Ainsi, ils témoignent de leur intérêt d'avoir des exercices types parce que ça leur donne des idées pour leurs patients mais je crois que la finalité, c'est d'être interactif avec la vidéo pour le patient et la vision sur la vidéo de l'exercice qu'il doit réaliser. Il est face à quelque chose qui n'est pas un humain mais qui est une image qui lui permet justement de travailler.
Pierre-Yves Carlier : Tout à fait, en plus, vous parlez d'humain : on n'est pas sur une vidéo d'animation 3D, on est avec un humain qui a été filmé, ce qui permet de montrer toutes les difficultés d'un exercice contrairement à une animation 3D ou un dessin animé qui peuvent montrer des choses faciles alors que c'est difficile à réaliser.
Pierre-Yves Carlier : Alors pour l'instant, si je ne me trompe pas, on a 617 vidéos. On en a filmé encore 110 que je suis en train de paramétrer pour pouvoir les intégrer à l'application. Donc d'ici peu, on devrait avoir entre 700 et 750 vidéos disponibles avec des vidéos principalement sur de l'orthopédie et de la traumatologie mais on a aussi des vidéos de post-partum, adaptées femmes enceintes, de gériatrie mais aussi, grâce à notre partenariat avec le centre L'Espoir, des exercices adaptés à des personnes amputées pour qu'ils puissent travailler en autonomie, c'est quelque chose de très important pour eux.
Nous avons un panel de vidéos assez large et on commence à en avoir un nombre assez intéressant pour pouvoir choisir vraiment quelque chose qui correspond aux problématiques du patient.

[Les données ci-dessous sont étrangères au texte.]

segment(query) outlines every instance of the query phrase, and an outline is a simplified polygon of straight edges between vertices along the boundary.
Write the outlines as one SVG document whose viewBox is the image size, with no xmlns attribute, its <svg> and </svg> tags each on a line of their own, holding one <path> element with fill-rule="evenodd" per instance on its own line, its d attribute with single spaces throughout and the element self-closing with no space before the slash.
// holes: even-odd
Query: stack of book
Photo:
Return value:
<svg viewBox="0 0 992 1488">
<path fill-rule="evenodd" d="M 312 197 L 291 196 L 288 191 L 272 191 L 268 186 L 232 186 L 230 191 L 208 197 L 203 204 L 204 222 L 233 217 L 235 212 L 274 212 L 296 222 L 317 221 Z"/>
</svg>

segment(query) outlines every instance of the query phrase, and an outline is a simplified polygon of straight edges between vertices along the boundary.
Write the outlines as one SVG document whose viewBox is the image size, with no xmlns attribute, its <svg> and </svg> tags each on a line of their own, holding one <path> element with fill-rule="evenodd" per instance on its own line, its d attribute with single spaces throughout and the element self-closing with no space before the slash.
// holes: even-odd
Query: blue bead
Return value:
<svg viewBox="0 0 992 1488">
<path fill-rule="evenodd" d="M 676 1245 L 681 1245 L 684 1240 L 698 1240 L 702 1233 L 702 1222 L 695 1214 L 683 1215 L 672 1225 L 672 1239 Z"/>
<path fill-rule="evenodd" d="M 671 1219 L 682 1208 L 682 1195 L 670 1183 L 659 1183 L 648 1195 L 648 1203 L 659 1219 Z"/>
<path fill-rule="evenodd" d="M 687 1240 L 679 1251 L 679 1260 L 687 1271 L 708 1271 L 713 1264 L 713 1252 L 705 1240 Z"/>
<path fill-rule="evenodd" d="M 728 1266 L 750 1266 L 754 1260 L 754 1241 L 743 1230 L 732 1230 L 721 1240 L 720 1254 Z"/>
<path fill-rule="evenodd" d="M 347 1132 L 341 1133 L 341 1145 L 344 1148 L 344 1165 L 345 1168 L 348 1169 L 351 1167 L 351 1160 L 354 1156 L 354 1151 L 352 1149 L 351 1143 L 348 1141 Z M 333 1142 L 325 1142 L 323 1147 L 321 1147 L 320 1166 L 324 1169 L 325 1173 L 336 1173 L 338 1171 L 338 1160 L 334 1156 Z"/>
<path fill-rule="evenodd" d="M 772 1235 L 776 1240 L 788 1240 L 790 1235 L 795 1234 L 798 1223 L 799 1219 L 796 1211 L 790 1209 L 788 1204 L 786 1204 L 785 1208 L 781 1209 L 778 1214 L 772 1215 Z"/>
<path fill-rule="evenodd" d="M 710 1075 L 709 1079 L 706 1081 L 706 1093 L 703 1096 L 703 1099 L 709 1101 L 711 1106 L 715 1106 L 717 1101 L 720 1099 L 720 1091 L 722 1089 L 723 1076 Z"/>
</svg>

Pierre-Yves Carlier : Quand on se lance dans une start-up comme ça, on a un peu envie de faire changer le monde ou de faire changer les professions, inciter les kinés à se mettre sur le devant de la scène et à redonner ces exercices là : il y a de plus en plus d'études qui montrent vraiment que les exercices de rééducation c'est le top du top au niveau du soin et que c'est souvent plus efficace que les médicaments, que c'est souvent plus efficace que plein de choses et donc le but c'est vraiment ça. C'est de se remettre en scène et d'aller vraiment montrer que l'on a des atouts à faire valoir sur la santé en général.
Patrick Berdoulet : Et on le voit bien dans le cadre de la sécurité sociale qui fait des films sur la lombalgie avec le mouvement, donc c'est très important que les gens fassent un auto-entretien dans les lombalgies et on aura des améliorations, on aura un coût moins cher pour la sécurité sociale et c'est vraiment l'avenir à mon avis de ce type de pratique.
Pierre-Yves Carlier : Alors on peut nous souhaiter de faire parti de l'avenir, ça sera déjà pas mal.